Benchmark Results
We benchmarked 10 models on real repositories to understand which ones actually find real issues vs. generate noise. Total spend: $2.13.
Methodology
- Repos: python-dotenv (34 files, ~52K tokens) and noxaudit (88 files, ~126K tokens)
- Focus: All 7 areas (security, docs, patterns, testing, hygiene, dependencies, performance)

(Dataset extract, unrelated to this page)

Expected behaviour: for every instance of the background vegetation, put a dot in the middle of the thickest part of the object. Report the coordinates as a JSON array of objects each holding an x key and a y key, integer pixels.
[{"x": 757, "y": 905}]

- Method: Batch API on all providers (50% discount), 1 run per model per repo
- Quality validation: Cross-model consensus — issues found by 4+ models are considered "real"
Scorecard
| Model | dotenv | noxaudit | Total | Cost | $/finding |
|---|
| gpt-5-nano | 4 | 6 | 10 | $0.01 | $0.001 |
| gpt-5-mini | 15 | 24 | 39 | $0.03 | $0.001 |
| gemini-2.5-flash | 18 | 16 | 34 | $0.07 | $0.002 |
| gemini-3-flash-preview | 8 | 10 | 18 | $0.10 | $0.005 |
| claude-haiku-4-5 | 24 | 15 | 39 | $0.11 | $0.003 |
| o4-mini | 8 | 6 | 14 | $0.20 | $0.014 |
| gpt-5.4 | 32 | 52 | 84 | $0.26 | $0.003 |
| gemini-2.5-pro | 17 | 21 | 38 | $0.33 | $0.009 |
| claude-sonnet-4-6 | 30 | 48 | 78 | $0.38 | $0.005 |
| claude-opus-4-6 | 40 | 51 | 91 | $0.65 | $0.007 |
Quality Validation
python-dotenv served as a canary — 6 confirmed real issues found by 4+ models out of 10.
| Issue | Models | Verdict |
|---|
| get_cli_string shell injection risk | 8/10 | Genuine security concern |
| test_list uses builtin format instead of output_format | 6/10 | Actual code bug |
| Duplicate files (README/CHANGELOG/CONTRIBUTING in docs/) | 6/10 | Maintenance burden |
| Broken mkdocs link (empty href) | 5/10 | Broken documentation |
| Unpinned dev dependencies | 5/10 | Reproducibility issue |
| Incorrect pre-commit command (precommit vs pre-commit) | 4/10 | Wrong package name |
Per-Model Quality
| Model | Consensus | Noise | Cost | Verdict |
|---|
| claude-sonnet-4-6 | 6/6 | Low | $0.38 | Best precision |
| gpt-5.4 | 5/6 | Low | $0.26 | Best mid-tier |
| gpt-5-mini | 5/6 | Low | $0.03 | Best daily value |
| claude-opus-4-6 | 6/6 | Moderate | $0.65 | Most findings overall |
| claude-haiku-4-5 | 4/6 | Moderate | $0.11 | Decent but pads with nits |
| gemini-2.5-pro | 3/6 | Low | $0.33 | Poor value vs gpt-5.4 |
| o4-mini | 3/6 | Moderate | $0.20 | Reasoning tokens wasted |
| gemini-2.5-flash | 2/6 | Moderate | $0.07 | Misses too much |
| gemini-3-flash-preview | 2/6 | Low | $0.10 | Preview quality |
| gpt-5-nano | 2/6 | Low | $0.01 | Too shallow |
Recommended Tiers
| Tier | Model | Cost/Run | Rationale |
|---|
| Daily | gpt-5-mini | $0.03 | 5/6 consensus issues, minimal noise, cheapest viable model |
| Deep dive | gpt-5.4 | $0.26 | 84 findings total, beats Sonnet quality at 68% the cost |
| Premium | claude-opus-4-6 | $0.65 | Most findings overall, best for maximum depth |
Dropped Models
- o3: 0 findings on python-dotenv, 7 on noxaudit at $0.33. Reasoning tokens wasted on non-reasoning task. Removed.
- gemini-2.0-flash: Deprecated. Returns errors in batch API.
All costs include 50% batch API discount. Different models genuinely find different things — only 6 issues had cross-model consensus.